Note that the power supply pad and the square signal pads 4 to 6 with a side of 100 μm are wire-bonded using an automatic wire bonding machine, and the square signal pads 7 and 8 with a side of 30 μm are wire-bonded manually because the pad size is small. Wire bonded.

FIG. 2 is a block diagram showing an example of an output buffer.

The input terminal 32 of the output buffer 31 receives the signal from the internal cell array shown in FIG. 1, the output terminal 33 is connected to the signal band and the electrostatic damage protection element, and the output terminal is connected to the signal pad. Parasitic capacitance CI that occurs between the boards, parasitic capacitance C2 that occurs between the wiring from the output sofa to the band and the board, and equivalent capacitance C3 that corresponds to the electrostatic breakdown protection element.
is connected. Parasitic capacitance C1 that occurs between the signal band and the board when the signal pad is a square with 1100tI on each side
l is 0.2 pF, and when the signal pad is a square with a side of 30 μm, the parasitic capacitance CI2 generated between the signal band and the substrate is o
, ot8p F, C2 is O, ]pF, C3 is 1.0p
Assuming F, the simulation results of the output waveforms of each output buffer shown in FIG. 2 are: rise time t11-119 ps when C11=0.2 pF, rise time tr=90 ps, CI2=0.018 p F The rise time for tr 2 = 102 ps.

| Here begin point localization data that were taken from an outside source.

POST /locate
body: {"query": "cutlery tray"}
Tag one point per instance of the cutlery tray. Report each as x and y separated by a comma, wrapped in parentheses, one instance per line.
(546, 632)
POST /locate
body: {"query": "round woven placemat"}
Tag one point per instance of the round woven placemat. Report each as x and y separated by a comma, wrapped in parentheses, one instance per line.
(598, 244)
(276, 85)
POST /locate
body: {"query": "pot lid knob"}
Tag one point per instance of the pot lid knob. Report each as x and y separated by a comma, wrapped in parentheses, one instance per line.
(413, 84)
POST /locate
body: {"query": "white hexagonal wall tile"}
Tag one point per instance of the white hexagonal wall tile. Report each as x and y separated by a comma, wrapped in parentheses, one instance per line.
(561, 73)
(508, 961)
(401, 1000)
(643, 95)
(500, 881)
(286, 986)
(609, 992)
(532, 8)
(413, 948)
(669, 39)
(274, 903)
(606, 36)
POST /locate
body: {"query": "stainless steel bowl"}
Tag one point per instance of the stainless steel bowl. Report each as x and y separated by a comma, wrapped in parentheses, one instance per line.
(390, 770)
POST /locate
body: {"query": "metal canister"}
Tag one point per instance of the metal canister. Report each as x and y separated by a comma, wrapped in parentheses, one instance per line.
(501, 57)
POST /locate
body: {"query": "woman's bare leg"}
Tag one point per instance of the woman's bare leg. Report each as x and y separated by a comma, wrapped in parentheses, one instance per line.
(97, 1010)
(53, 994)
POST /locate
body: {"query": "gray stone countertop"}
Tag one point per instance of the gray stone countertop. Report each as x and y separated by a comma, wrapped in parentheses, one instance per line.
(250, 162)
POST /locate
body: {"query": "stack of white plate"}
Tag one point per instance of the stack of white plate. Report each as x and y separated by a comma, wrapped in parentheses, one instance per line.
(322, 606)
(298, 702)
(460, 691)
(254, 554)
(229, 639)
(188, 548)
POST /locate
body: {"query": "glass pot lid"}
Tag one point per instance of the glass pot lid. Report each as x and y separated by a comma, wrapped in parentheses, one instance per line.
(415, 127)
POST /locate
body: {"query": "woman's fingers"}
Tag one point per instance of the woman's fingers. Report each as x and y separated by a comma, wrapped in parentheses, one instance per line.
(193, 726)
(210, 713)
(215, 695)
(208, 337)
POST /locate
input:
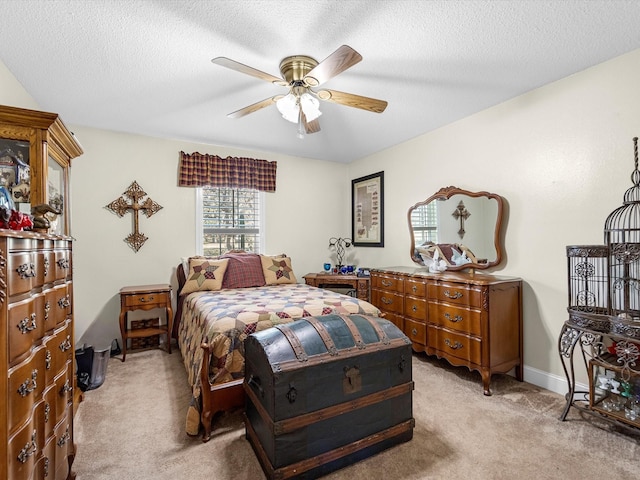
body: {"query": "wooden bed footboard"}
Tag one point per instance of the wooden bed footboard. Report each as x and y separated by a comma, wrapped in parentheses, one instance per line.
(217, 398)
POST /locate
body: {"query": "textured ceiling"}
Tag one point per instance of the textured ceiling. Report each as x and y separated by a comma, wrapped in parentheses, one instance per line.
(144, 66)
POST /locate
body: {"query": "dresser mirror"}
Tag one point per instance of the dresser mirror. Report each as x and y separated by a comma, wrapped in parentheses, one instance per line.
(455, 229)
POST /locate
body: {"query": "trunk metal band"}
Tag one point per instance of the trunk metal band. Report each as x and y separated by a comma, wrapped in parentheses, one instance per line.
(324, 335)
(354, 332)
(292, 338)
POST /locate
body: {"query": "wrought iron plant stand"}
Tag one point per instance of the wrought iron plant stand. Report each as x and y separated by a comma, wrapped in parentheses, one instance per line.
(604, 318)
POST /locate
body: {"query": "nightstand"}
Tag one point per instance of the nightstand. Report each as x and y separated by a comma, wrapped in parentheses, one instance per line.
(328, 280)
(145, 297)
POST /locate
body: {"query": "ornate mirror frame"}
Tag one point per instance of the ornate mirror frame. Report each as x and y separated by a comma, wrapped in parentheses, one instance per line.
(460, 214)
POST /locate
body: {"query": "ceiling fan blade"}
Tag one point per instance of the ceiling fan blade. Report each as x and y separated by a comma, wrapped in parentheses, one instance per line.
(351, 100)
(255, 107)
(239, 67)
(343, 58)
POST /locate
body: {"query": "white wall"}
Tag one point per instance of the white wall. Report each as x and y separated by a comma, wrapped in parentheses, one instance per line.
(300, 219)
(561, 156)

The rise time t t 2 =77 ps, and the rise time and fall time can be improved by 14%.

FIG. 3 is a layout diagram of a master slice type semiconductor integrated circuit device according to a second embodiment of the present invention, and the same parts as in FIG. 1 are given the same reference numerals and detailed explanations are omitted.

In this embodiment, no electrostatic damage protection element is connected between the small signal pad 7.8 of 30 μm and the input/output buffer. Therefore, the equivalent capacitance of 1 pF of the electrostatic discharge protection element is not connected to the signal terminal. The single output capacity is
0, which corresponds to the parasitic capacitance of a 30 μm square signal pad.
, 018pF, and the parasitic capacitance of the wiring from the output sofa to the pad, 0.1pF, totaling 0.118pF,
The rise time and fall time of the output waveform can be made smaller.

[Effects of the Invention] As explained above, in the present invention, at least the input/output signal pad connected to the traffic buffer is formed to have a smaller area than other pads, so that parasitic It is possible to reduce the capacitance and shorten the rise time and fall time of the output waveform. Further, since only the input/output band is made smaller, the other pads can be automatically wire bonded, and the number of wire bonding steps does not increase.

[Brief explanation of drawings]

FIG. 1 is a layout diagram of a master slice type semiconductor integrated circuit device according to an embodiment of the present invention, FIG. 2 is a block diagram of an example of an output buffer, and FIG. 3 is a semiconductor integrated circuit according to a second embodiment of the present invention. Device Layout Diagram FIG. 4 is a layout diagram of a conventional semiconductor integrated circuit device. DESCRIPTION OF SYMBOLS 1... Semiconductor integrated circuit device, 2... Internal cell array, 3... Input/output buffer row, 4-6... 100 μm
Signal pad, 7, 8...30μm Signal pad, 9-1
3... Electrostatic damage protection element, 14... Power supply pad, 1
5... Aluminum pattern, 16... Input terminal,
17... Signal wiring, 18... Aluminum pattern, 19... Output terminal, 20... Signal wiring, 21...
・Aluminum bar, turn, 22...input terminal, 23
...Signal wiring, 24...Aluminum pattern, 2
5... Output terminal, 26... Signal wiring, 31... Output buffer, 32... Input terminal, FIG. 2 CI. Figure 3

Claims (1)

[Claims] 1. In a semiconductor integrated circuit device that includes an internal cell array, an input/output buffer, and signal and power supply pads, and connects these with a desired wiring pattern, at least an input/output signal pad connected to the input/output buffer is provided. A semiconductor integrated circuit device characterized in that the pad is formed in a smaller area than other pads.